Search code examples
pythonmultithreadingtornadoevent-drivenconcurrent.futures

Can ThreadPoolExecutor help single-threaded application efficiency?


We want to make an e-commerce application, and the team are python devs, but not using python web frameworks (Django/Flask...), and because we found that Tornado was excellent by its simplicity, we gave him a big percentage.

But the problem is that, Tornado is single-threaded, and the application will use hashing (login), and image processing (thumbnails generation). Can ThreadPoolExecutor play the role of a multithreading server like Apache, as in this example?

from concurrent.futures import ThreadPoolExecutor
from tornado import gen
from tornado.process import cpu_count
import bcrypt


pool = ThreadPoolExecutor(cpu_count())

@gen.coroutine
def create_user(name, password):
    hashed_pw = yield pool.submit(bcrypt.hashpw, password, bcrypt.gensalt())
    yield save_user(name, hashed_pw)

@gen.coroutine
def login(name, password):
    user = yield load_user(name)
    match = yield pool.submit(bcrypt.checkpw, password, user.hashed_pw)
    if not match:
        raise IncorrectPasswordError()

So, Tornado sends the hashing work to another thread, to free himself and be able to receive other requests. Will this approach work?

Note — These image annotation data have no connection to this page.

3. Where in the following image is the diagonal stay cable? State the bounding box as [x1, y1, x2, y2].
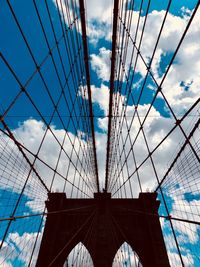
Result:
[110, 1, 200, 195]
[79, 0, 99, 192]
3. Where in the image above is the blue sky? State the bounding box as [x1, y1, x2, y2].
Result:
[0, 0, 199, 266]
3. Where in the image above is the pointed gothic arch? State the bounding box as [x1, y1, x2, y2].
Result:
[63, 242, 94, 267]
[112, 241, 143, 267]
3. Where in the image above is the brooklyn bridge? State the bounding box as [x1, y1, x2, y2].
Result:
[0, 0, 200, 267]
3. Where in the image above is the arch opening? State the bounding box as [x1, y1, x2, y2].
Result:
[63, 242, 94, 267]
[112, 242, 143, 267]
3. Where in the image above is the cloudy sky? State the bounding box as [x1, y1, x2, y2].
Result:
[0, 0, 200, 266]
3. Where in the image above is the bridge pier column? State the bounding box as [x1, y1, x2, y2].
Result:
[36, 193, 170, 267]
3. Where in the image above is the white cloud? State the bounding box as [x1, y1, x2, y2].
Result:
[91, 47, 111, 81]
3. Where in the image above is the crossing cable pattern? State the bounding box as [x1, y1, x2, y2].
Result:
[105, 1, 200, 266]
[0, 0, 99, 266]
[0, 0, 200, 266]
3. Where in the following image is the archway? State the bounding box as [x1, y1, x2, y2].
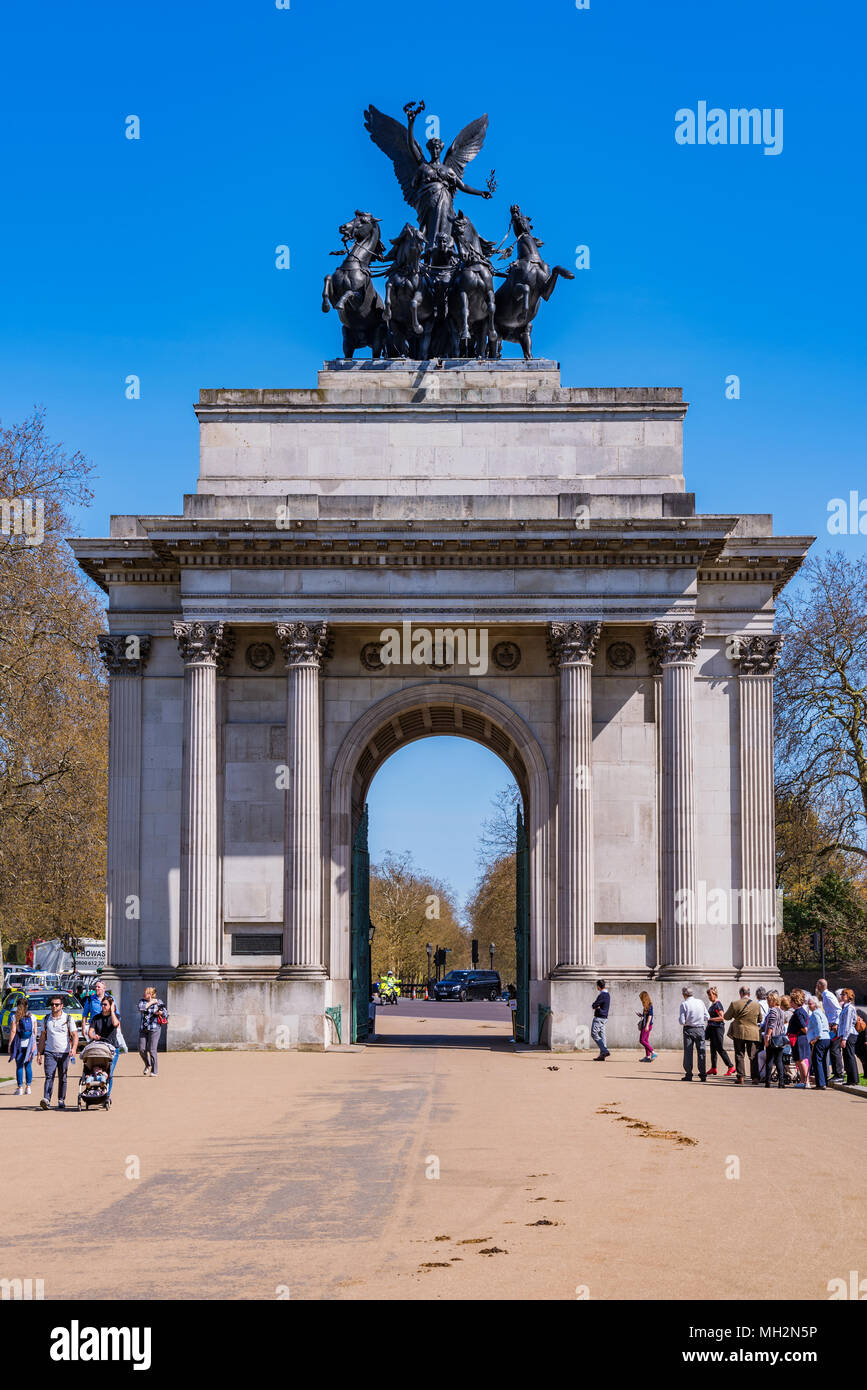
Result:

NB: There is also a solution involving a load balancer, but the team doesn't want to pursue this solution right now.


Solution

  • Yes, ThreadPoolExecutor will work well here. It appears both hashpw and checkpw release the GIL during the CPU-heavy parts of their operation:

    bcrypt_hashpw(PyObject *self, PyObject *args, PyObject *kw_args)
    {
        ...
        Py_BEGIN_ALLOW_THREADS;
        ret = pybc_bcrypt(password_copy, salt_copy, hashed, sizeof(hashed));
        Py_END_ALLOW_THREADS;
        ...
    

    That means you'll be able to farm that work off to one CPU, while handling incoming requests with another CPU.

    Just keep in mind that if you need to do some other CPU-bound operations that run pure-Python (meaning the GIL doesn't get released), you'll need to use a ProcessPoolExecutor to avoid taking a performance hit.